At one point on that Good Friday, I stopped to reflect on the words that Christ expressed to Martha at Lazarus’ tomb. With deep attention and hope, she listened as “Jesus said unto her, I am the resurrection, and the life: he that believeth in me, though he were dead, yet shall he live:
“And whosoever liveth and believeth in me shall never die. Believest thou this?”2
As the words of hope and faith nested in her heart, the reality of the miracle followed. Lazarus was called to life and to be among his own again.
“If I believe,” I told myself, “we will all live again after we die.”
Immediately, my thoughts turned to my ancestors and the words revealed to the prophet Joseph F. Smith, just weeks before his death, came to my mind in connection with the experience of Martha and Mary:
“While this vast multitude waited and conversed, rejoicing in the hour of their deliverance from the chains of death, the Son of God appeared, declaring liberty to the captives who had been faithful;
“And there he preached to them the everlasting gospel, the doctrine of the resurrection and the redemption of mankind from the fall, and from individual sins on conditions of repentance.”3
I thought about some of my family members I knew before they left this life. “Could it be that they accepted the gospel?” I wondered.
Reflection was followed by the impulse to go to the FamilySearch site and look in my family tree, as if there I could find the answer I was looking for.
When I opened the site and saw that I could also search for information about my ancestors in other sites related to FamilySearch, I decided to try one of them.

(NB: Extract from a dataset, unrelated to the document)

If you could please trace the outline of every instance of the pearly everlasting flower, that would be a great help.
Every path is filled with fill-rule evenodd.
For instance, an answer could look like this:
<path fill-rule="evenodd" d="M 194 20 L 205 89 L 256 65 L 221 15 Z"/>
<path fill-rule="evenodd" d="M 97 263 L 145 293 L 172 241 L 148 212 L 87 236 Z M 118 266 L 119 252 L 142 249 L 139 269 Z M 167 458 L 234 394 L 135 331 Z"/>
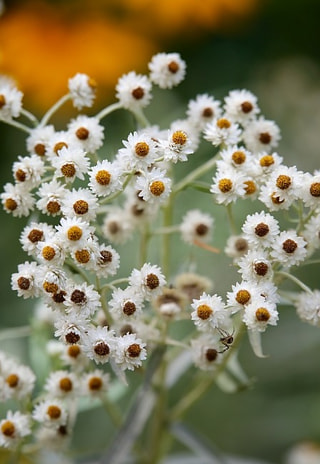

When I checked it, I saw a family name on the site. Yes, it was the same name as my great-uncle, married to the sister of my maternal grandmother. It was not a common surname and it was not easy to pronounce.
The person with that last name was the administrator of a family tree. Upon entering that tree, I found a family treasure. Before my eyes appeared more than 50 names with photos, names, dates, professions, and even with the nicknames by which some of them were known.
The time passed very quickly. I did not want to stop recording the information that had miraculously appeared before me.
Until that moment, that surname and that branch of the family, were not on my agenda because I did not have enough information.
At the end of the day, my thoughts returned to the question: “And my ancestors, have they accepted the gospel?”
Tears ran down my cheeks as I said to myself, “Yes,” and again Martha’s words to the Savior came to my mind as an echo, “Yes, I believe.”
As our family began to perform the ordinances for that family line, the tree began to bloom. There were no longer only 50 names as many more were found when the desire to know and do came to my mind and heart.
“Behold, the field was ripe, and blessed are ye, for ye did thrust in the sickle, and did reap with your might, yea, all the day long did ye labor; and behold the number of your sheaves! And they shall be gathered into the garners, that they are not wasted.”4
I invite you to make temple worship and service a priority, to discover your ancestors, to register their names, to remember them, and to gather them in safety in the “gerners” or temple of the Lord through the ordinances of salvation.